I'm using this formula

=SUM($E4:$Q4)/12

to sum the values in a row.  For some of the rows, some of the values in E:Q are 0.   If that is the case, I want the value 12 to change to however many values E:Q are greater than 0.  Example, if only 8 of the values E:Q were greater than 0 then the formula would change the 12 to an 8.

Make sense?

Thanks in advance


----------



## Z51 (Dec 22, 2022)

=SUM(E4:Q4)/COUNT(E4:Q4)

or just

=AVERAGE(E4:Q4)

Also, E:Q is 13 columns.  Not sure that makes a difference.


----------



## etaf (Dec 22, 2022)

how about

=SUM($E4:$Q4)/COUNTIF($E4:$Q4,">"&0)


----------



## xlhelp15 (Dec 22, 2022)

RodneyC said:


> I'm using this formula
> 
> =SUM($E4:$Q4)/12
> 
> ...


This can be too...
=SUM(E4:Q4)/COUNTIFS($E$4:$Q$4,"<>0")


----------



## Joe4 (Dec 22, 2022)

Also bear in find that if you do not have any values in columns E:Q, you will get a #DIV/0 error message.

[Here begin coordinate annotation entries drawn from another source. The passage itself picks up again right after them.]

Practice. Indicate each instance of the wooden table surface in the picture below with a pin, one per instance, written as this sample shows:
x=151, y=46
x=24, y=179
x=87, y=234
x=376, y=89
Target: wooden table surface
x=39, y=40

You can fix that by wrapping whatever formula you choose to use in an IFERROR function, i.e.
*=IFERROR(*_your formula_*,"")*


----------



## RodneyC (Dec 22, 2022)

thanks everyone,  I went with this becauase it was the first one I saw:  =SUM($E4:$Q4)/COUNTIF($E4:$Q4,">"&0)


----------



## etaf (Dec 22, 2022)

you are welcome


----------



## Peter_SSs (Dec 23, 2022)

What about the single function designed exactly for that sort of thing?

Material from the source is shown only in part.